StimVinsh / xdocreport

Automatically exported from code.google.com/p/xdocreport
0 stars 0 forks source link

Error parsing docx files from SharePoint #84

Closed GoogleCodeExporter closed 8 years ago

GoogleCodeExporter commented 8 years ago
What steps will reproduce the problem?
1. Takes the attached document
2. Try to parse it 
3. Will throw exception :

What is the expected output? What do you see instead?
The document should get parsed , but got fatal error

[Fatal Error] :1:1: Content is not allowed in prolog.
Exception in thread "main" fr.opensagres.xdocreport.core.XDocReportException: 
org.xml.sax.SAXParseException: Content is not allowed in prolog.
        at fr.opensagres.xdocreport.document.preprocessor.sax.SAXXDocPreprocessor.preprocess(SAXXDocPreprocessor.java:77)
        at fr.opensagres.xdocreport.document.preprocessor.sax.SAXXDocPreprocessor.preprocess(SAXXDocPreprocessor.java:47)
        at fr.opensagres.xdocreport.document.preprocessor.AbstractXDocPreprocessor.preprocess(AbstractXDocPreprocessor.java:88)
        at fr.opensagres.xdocreport.document.AbstractXDocReport.doPreprocessorIfNeeded(AbstractXDocReport.java:353)
        at fr.opensagres.xdocreport.document.AbstractXDocReport.convert(AbstractXDocReport.java:656)
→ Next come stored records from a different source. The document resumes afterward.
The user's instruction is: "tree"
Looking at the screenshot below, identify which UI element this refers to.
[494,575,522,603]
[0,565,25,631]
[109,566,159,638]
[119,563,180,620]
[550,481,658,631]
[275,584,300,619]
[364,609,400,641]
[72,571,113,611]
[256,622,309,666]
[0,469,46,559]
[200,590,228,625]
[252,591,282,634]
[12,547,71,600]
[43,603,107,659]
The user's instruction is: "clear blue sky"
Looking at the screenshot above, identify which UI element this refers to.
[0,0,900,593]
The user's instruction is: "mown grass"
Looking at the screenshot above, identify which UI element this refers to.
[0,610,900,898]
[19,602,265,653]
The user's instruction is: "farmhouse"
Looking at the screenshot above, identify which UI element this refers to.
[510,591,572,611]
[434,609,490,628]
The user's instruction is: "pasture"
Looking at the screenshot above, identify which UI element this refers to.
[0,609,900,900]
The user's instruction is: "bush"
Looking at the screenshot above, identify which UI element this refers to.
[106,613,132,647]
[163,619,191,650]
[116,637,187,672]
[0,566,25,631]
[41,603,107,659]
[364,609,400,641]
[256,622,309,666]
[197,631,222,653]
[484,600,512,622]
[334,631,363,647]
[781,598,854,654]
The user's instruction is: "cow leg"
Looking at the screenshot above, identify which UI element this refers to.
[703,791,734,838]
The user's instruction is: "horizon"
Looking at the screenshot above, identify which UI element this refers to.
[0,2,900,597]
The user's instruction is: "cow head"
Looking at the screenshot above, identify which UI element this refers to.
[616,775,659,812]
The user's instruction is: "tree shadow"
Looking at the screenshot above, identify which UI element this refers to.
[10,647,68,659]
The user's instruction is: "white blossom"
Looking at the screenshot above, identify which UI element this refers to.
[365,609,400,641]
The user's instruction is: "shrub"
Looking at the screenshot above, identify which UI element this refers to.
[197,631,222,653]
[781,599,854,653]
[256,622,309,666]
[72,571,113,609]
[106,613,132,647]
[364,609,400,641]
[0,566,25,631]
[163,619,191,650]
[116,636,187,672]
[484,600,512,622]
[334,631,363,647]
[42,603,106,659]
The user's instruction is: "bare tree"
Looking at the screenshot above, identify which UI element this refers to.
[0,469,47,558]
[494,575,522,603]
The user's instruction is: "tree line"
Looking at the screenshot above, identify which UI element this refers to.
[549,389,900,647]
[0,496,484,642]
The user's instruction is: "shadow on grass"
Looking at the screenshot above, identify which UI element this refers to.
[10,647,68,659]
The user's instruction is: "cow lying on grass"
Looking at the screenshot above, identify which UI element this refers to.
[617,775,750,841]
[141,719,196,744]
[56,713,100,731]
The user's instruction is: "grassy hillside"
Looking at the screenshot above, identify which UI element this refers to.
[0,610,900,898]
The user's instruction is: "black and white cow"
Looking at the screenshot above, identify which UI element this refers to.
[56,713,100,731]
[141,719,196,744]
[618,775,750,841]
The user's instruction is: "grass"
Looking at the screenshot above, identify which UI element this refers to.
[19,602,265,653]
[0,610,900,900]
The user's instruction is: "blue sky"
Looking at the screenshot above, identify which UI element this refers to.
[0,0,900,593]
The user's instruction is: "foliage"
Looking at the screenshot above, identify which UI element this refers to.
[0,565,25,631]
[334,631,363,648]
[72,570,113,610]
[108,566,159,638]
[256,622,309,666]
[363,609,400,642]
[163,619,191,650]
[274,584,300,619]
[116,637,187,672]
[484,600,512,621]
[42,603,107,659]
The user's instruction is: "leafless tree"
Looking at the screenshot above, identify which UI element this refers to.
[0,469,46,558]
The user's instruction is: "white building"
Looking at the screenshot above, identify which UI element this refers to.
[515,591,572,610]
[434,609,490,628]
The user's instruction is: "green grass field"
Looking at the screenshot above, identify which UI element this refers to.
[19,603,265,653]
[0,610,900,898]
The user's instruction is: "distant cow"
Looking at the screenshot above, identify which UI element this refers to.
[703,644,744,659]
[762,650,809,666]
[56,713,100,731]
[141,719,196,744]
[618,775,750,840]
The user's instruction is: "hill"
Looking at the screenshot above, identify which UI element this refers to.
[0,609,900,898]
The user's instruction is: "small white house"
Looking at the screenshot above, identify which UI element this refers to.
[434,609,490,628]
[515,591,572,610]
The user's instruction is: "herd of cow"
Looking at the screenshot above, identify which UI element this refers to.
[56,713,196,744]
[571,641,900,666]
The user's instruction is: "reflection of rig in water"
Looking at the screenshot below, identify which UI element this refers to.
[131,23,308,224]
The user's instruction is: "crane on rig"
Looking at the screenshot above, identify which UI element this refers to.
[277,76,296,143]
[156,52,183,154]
What version of the product are you using? On what operating system?
xdocreport-0.9.6  on Linux

Please provide any additional information below.
The document is stored in Microsoft SharePoint , which also come with a web 
based editor.  
My guess is that  the online Editor has added some wacky content, that is 
unexpected in the parser

Original issue reported on code.google.com by mingkem...@yahoo.com on 2 Mar 2012 at 4:51

Attachments:

GoogleCodeExporter commented 8 years ago
Hi,

I have tried your docx and I have the same problem. Problem comes from with you 
XML entries encoding. I have tried to fix your problem by using InputStream for 
XML entry and not Reader. It works with your docx.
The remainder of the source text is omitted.